In Kabul, Prime Minister Mohammad Hassan Akhund convened an emergency meeting at the presidential palace to co-ordinate the relief effort for victims in Paktika and Khost.

The “response is on its way”, the UN resident co-ordinator in Afghanistan, Ramiz Alakbarov, wrote on Twitter.

Some remote areas of Pakistan saw reports of damage to homes near the Afghan border, but it was not immediately clear if that was due to rain or the earthquake, said Taimoor Khan, a disaster management spokesman in the area.

Pakistan’s Prime Minister Shahbaz Sharif in a statement offered his condolences over the earthquake, saying his nation will provide help to the Afghan people.

The European seismological agency, EMSC, said the earthquake’s tremors were felt over 310 miles away by 119 million people across Afghanistan, Pakistan and India.

Mountainous Afghanistan and the larger region of South Asia along the Hindu Kush mountains has long been vulnerable to devastating earthquakes.
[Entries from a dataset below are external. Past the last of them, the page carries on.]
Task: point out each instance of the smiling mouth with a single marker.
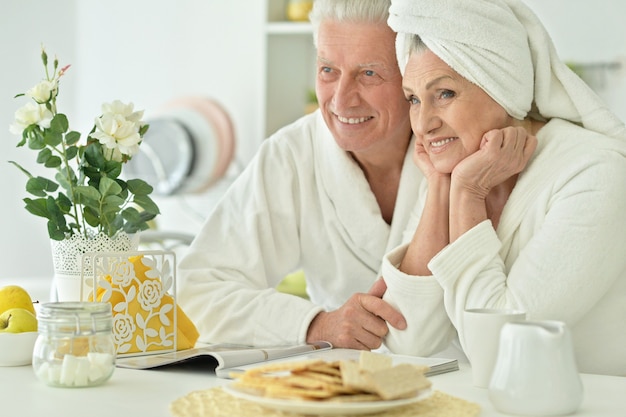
(353, 120)
(442, 142)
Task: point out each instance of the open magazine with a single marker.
(224, 359)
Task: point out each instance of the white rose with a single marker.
(44, 91)
(126, 110)
(31, 114)
(117, 134)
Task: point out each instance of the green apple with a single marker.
(18, 320)
(14, 296)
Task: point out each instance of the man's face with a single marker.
(359, 86)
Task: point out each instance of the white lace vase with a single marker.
(72, 268)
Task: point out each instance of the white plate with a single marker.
(323, 408)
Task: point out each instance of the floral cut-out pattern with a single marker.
(140, 287)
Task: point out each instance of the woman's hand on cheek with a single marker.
(502, 154)
(423, 162)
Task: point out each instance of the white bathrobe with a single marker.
(301, 203)
(559, 253)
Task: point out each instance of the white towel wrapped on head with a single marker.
(501, 46)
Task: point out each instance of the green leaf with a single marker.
(59, 123)
(53, 162)
(109, 187)
(139, 187)
(88, 192)
(43, 155)
(55, 214)
(72, 137)
(21, 168)
(71, 152)
(52, 138)
(93, 155)
(53, 232)
(92, 217)
(35, 137)
(113, 169)
(64, 203)
(146, 203)
(40, 186)
(131, 214)
(112, 204)
(64, 181)
(37, 207)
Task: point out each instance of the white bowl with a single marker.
(16, 349)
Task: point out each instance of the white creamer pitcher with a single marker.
(535, 373)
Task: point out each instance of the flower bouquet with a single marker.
(89, 207)
(87, 195)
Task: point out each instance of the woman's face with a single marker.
(359, 87)
(449, 114)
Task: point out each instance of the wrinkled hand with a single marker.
(422, 160)
(502, 154)
(361, 323)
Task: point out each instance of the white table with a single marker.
(149, 392)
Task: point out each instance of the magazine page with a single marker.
(220, 356)
(436, 365)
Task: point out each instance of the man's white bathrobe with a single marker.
(559, 253)
(301, 203)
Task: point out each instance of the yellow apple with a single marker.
(14, 296)
(17, 320)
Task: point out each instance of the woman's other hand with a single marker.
(503, 153)
(361, 323)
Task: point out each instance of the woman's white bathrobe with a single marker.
(559, 253)
(301, 203)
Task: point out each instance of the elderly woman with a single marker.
(524, 201)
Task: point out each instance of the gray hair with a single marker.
(408, 44)
(368, 11)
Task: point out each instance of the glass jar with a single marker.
(75, 345)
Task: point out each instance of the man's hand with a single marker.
(361, 323)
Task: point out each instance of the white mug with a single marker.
(481, 329)
(536, 372)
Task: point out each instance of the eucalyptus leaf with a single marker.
(88, 194)
(59, 123)
(146, 203)
(139, 187)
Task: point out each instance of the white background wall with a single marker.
(150, 51)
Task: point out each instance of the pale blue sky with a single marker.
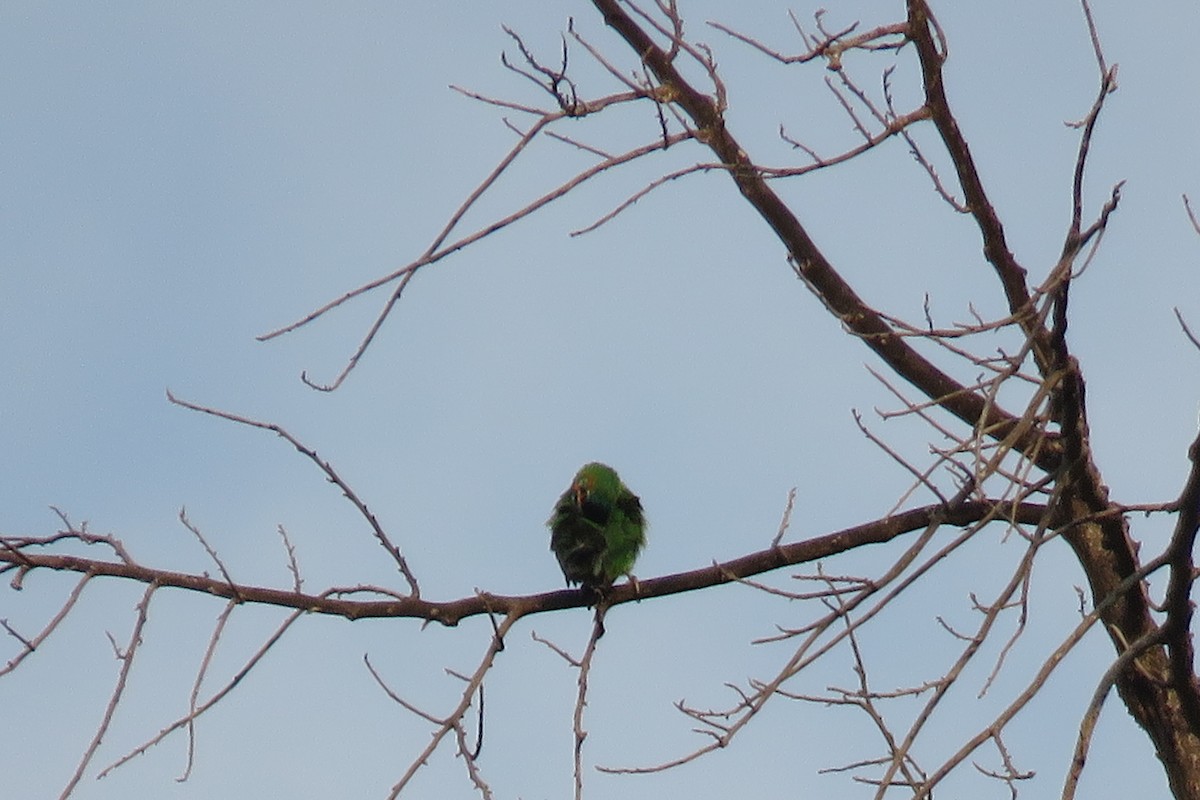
(179, 178)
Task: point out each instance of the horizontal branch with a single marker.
(334, 601)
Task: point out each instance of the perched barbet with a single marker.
(597, 529)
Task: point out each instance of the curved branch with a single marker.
(334, 601)
(810, 262)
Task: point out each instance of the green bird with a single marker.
(597, 529)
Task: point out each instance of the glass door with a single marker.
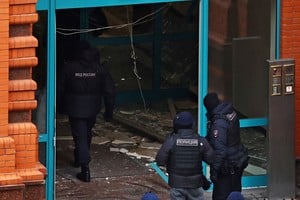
(239, 45)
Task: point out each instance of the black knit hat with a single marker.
(183, 120)
(211, 101)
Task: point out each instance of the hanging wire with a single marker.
(142, 20)
(133, 56)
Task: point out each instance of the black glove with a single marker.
(213, 176)
(205, 183)
(107, 116)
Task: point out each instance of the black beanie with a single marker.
(211, 101)
(183, 120)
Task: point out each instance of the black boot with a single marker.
(76, 163)
(84, 175)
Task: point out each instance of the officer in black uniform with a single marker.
(182, 153)
(83, 84)
(231, 157)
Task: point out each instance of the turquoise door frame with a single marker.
(49, 138)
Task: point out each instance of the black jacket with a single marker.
(83, 84)
(224, 137)
(182, 153)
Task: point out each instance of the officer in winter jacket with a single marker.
(84, 82)
(182, 153)
(231, 156)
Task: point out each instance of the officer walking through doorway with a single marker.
(83, 84)
(231, 157)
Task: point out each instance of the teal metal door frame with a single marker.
(49, 138)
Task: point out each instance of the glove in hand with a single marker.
(107, 117)
(213, 176)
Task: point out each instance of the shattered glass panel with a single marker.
(125, 70)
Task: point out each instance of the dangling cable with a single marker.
(133, 56)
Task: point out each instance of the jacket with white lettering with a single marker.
(182, 153)
(83, 84)
(224, 137)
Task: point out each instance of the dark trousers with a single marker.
(227, 183)
(81, 129)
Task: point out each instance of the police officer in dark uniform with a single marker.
(231, 157)
(182, 153)
(83, 84)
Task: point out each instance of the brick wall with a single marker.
(21, 174)
(290, 48)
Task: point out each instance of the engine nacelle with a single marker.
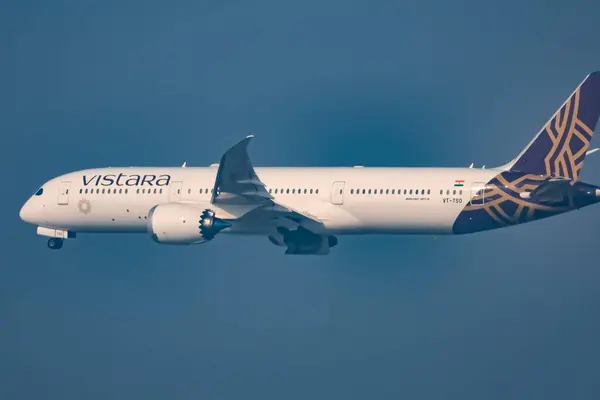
(179, 223)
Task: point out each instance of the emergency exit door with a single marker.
(337, 192)
(63, 193)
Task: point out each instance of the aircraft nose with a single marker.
(25, 213)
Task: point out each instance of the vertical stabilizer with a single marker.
(560, 147)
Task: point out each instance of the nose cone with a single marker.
(26, 212)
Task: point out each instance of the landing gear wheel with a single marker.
(55, 243)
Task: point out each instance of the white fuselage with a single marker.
(353, 200)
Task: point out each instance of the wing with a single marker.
(553, 191)
(238, 184)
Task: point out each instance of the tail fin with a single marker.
(560, 147)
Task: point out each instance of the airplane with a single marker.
(305, 210)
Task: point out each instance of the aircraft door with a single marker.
(63, 193)
(478, 190)
(337, 193)
(175, 191)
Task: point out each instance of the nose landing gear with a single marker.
(55, 243)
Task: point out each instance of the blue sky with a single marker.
(504, 314)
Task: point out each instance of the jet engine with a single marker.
(303, 241)
(178, 223)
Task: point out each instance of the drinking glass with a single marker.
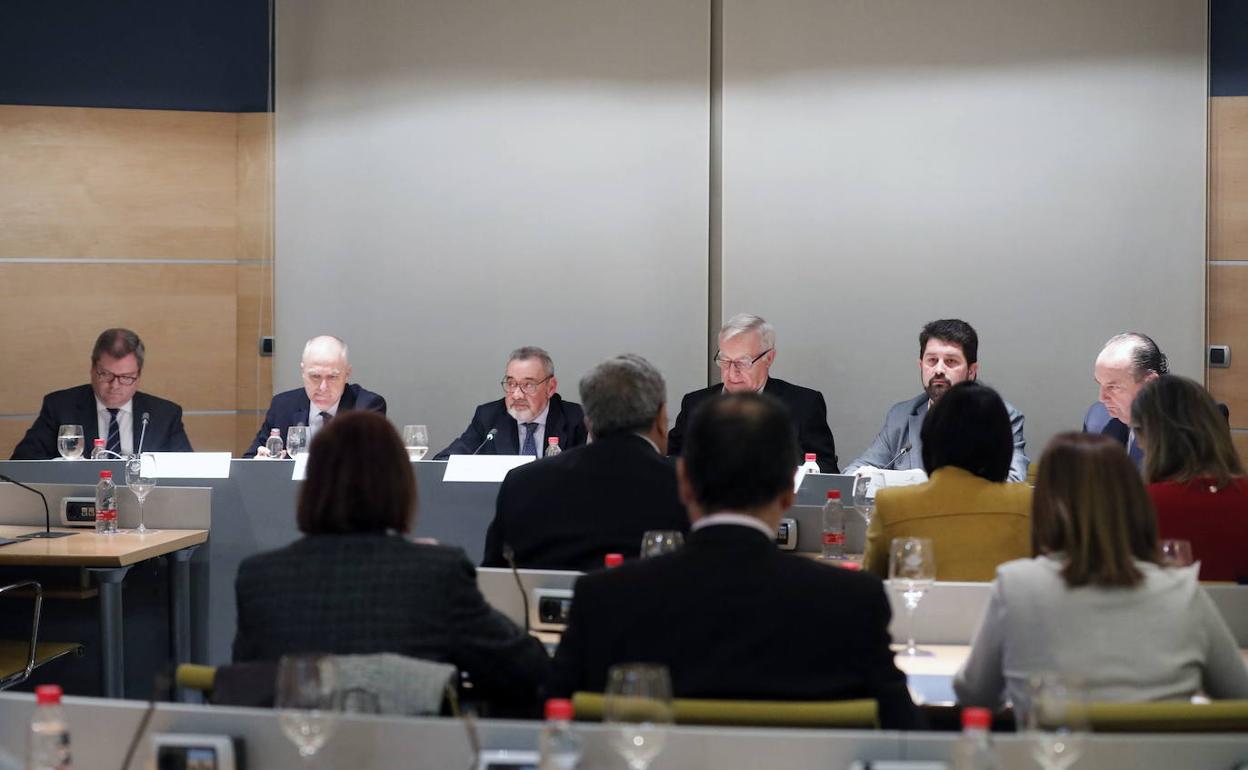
(639, 709)
(305, 700)
(70, 442)
(141, 478)
(911, 572)
(296, 441)
(1176, 553)
(416, 438)
(658, 542)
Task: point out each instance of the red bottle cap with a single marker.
(559, 708)
(48, 694)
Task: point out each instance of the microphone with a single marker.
(48, 517)
(488, 438)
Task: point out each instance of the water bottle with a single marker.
(49, 748)
(974, 749)
(558, 744)
(834, 527)
(275, 443)
(106, 504)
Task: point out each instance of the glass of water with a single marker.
(70, 442)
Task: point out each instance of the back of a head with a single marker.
(622, 394)
(358, 478)
(1091, 506)
(969, 427)
(1183, 433)
(739, 452)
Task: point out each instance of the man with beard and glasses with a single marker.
(528, 413)
(947, 355)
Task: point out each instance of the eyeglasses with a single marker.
(109, 377)
(528, 387)
(740, 365)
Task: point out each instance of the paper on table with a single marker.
(482, 467)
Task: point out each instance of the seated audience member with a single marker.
(110, 407)
(975, 519)
(568, 512)
(746, 351)
(325, 394)
(730, 614)
(1096, 604)
(1125, 365)
(1194, 476)
(353, 584)
(949, 353)
(528, 413)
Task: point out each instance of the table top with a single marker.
(85, 548)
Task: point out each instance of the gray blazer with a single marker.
(901, 428)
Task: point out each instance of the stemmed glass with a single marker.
(141, 478)
(639, 706)
(911, 572)
(305, 700)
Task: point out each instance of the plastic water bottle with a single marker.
(106, 504)
(49, 748)
(558, 744)
(974, 749)
(834, 527)
(275, 443)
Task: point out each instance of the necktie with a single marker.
(531, 444)
(114, 441)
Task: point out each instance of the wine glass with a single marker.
(70, 442)
(305, 700)
(141, 478)
(658, 542)
(1056, 720)
(416, 438)
(639, 708)
(296, 441)
(911, 572)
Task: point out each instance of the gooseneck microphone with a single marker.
(48, 516)
(488, 438)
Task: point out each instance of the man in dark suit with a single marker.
(325, 393)
(568, 512)
(528, 416)
(746, 350)
(730, 614)
(110, 407)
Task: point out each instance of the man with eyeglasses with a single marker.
(746, 350)
(528, 413)
(325, 394)
(110, 407)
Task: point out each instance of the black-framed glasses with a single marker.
(740, 365)
(528, 386)
(109, 377)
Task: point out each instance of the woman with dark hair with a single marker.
(1095, 604)
(355, 584)
(1193, 473)
(974, 518)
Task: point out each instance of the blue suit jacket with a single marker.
(292, 407)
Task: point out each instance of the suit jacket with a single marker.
(733, 617)
(806, 407)
(902, 427)
(564, 419)
(568, 512)
(76, 407)
(293, 408)
(974, 523)
(366, 593)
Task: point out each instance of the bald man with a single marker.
(325, 393)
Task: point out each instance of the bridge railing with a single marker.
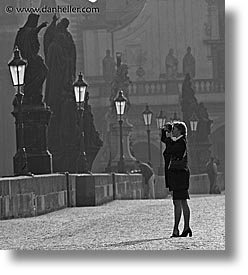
(160, 87)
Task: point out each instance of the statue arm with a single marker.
(41, 26)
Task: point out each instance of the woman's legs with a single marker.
(186, 214)
(177, 214)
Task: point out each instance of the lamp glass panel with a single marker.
(79, 93)
(118, 107)
(160, 122)
(145, 116)
(14, 75)
(122, 107)
(21, 70)
(192, 126)
(149, 119)
(17, 73)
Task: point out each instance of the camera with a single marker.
(167, 128)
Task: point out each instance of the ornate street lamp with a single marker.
(147, 116)
(80, 92)
(118, 58)
(17, 67)
(80, 87)
(193, 123)
(161, 120)
(120, 104)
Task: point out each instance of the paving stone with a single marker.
(119, 225)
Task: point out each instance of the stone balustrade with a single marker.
(160, 87)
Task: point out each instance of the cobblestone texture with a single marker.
(119, 225)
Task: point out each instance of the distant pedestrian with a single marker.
(178, 175)
(212, 171)
(167, 128)
(149, 176)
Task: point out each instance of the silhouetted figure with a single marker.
(64, 132)
(92, 140)
(108, 67)
(171, 65)
(190, 106)
(178, 177)
(212, 171)
(189, 63)
(121, 82)
(148, 174)
(36, 71)
(167, 156)
(60, 53)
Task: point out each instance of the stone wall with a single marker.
(97, 189)
(30, 196)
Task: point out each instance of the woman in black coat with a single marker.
(178, 177)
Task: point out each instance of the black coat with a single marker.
(175, 179)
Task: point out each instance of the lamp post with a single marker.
(118, 59)
(80, 87)
(147, 116)
(193, 126)
(17, 67)
(120, 103)
(161, 119)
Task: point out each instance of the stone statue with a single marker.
(92, 140)
(108, 67)
(190, 106)
(27, 42)
(63, 132)
(204, 124)
(171, 65)
(60, 55)
(120, 82)
(189, 63)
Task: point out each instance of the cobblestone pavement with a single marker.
(119, 225)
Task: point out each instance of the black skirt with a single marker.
(180, 195)
(178, 180)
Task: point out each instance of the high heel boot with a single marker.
(186, 232)
(175, 235)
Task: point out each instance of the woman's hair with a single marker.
(181, 126)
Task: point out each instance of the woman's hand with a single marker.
(168, 134)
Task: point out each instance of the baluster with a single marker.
(164, 90)
(153, 90)
(207, 86)
(202, 86)
(180, 84)
(196, 86)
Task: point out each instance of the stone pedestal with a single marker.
(35, 157)
(115, 145)
(198, 155)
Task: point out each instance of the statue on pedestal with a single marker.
(190, 106)
(189, 63)
(120, 82)
(27, 42)
(108, 67)
(72, 137)
(92, 140)
(171, 65)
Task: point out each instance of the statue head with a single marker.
(189, 50)
(63, 24)
(108, 52)
(171, 51)
(32, 21)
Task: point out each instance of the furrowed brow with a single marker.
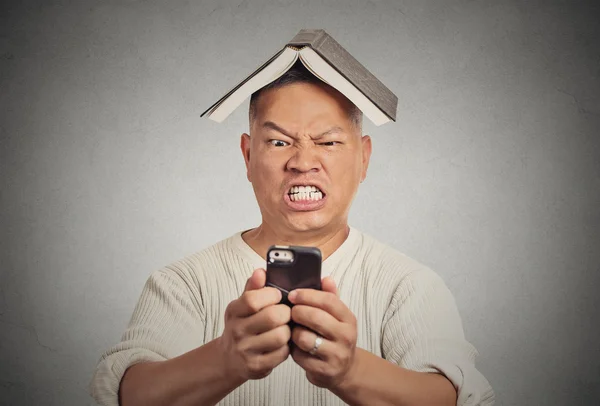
(332, 130)
(272, 126)
(269, 125)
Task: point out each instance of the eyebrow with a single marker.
(272, 126)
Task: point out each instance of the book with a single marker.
(328, 61)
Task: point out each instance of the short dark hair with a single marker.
(298, 73)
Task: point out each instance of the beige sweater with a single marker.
(405, 314)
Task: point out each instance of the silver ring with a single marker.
(318, 342)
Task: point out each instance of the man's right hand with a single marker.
(256, 334)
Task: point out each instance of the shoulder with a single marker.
(399, 270)
(197, 266)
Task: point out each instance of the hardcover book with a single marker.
(328, 61)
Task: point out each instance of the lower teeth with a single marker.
(310, 197)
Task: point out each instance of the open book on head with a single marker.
(328, 61)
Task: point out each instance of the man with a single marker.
(383, 331)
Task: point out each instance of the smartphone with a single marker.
(292, 267)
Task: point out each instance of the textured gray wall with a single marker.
(491, 175)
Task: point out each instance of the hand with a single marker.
(326, 315)
(256, 334)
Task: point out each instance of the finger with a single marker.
(267, 319)
(327, 301)
(328, 285)
(253, 301)
(306, 361)
(274, 358)
(269, 341)
(306, 340)
(317, 320)
(257, 280)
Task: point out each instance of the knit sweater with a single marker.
(404, 310)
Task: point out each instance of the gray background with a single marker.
(491, 176)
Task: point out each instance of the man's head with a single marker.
(305, 133)
(299, 74)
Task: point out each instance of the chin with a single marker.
(308, 223)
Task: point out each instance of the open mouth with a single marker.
(306, 193)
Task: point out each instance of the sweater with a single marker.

In 2015, a major earthquake that struck the country’s northeast killed more than 200 people in Afghanistan and neighbouring northern Pakistan.

A 6.1-magnitude earthquake in 2002 killed about 1,000 people in northern Afghanistan.

And in 1998, another earthquake of the same strength and subsequent tremors in Afghanistan’s remote northeast killed at least 4,500 people.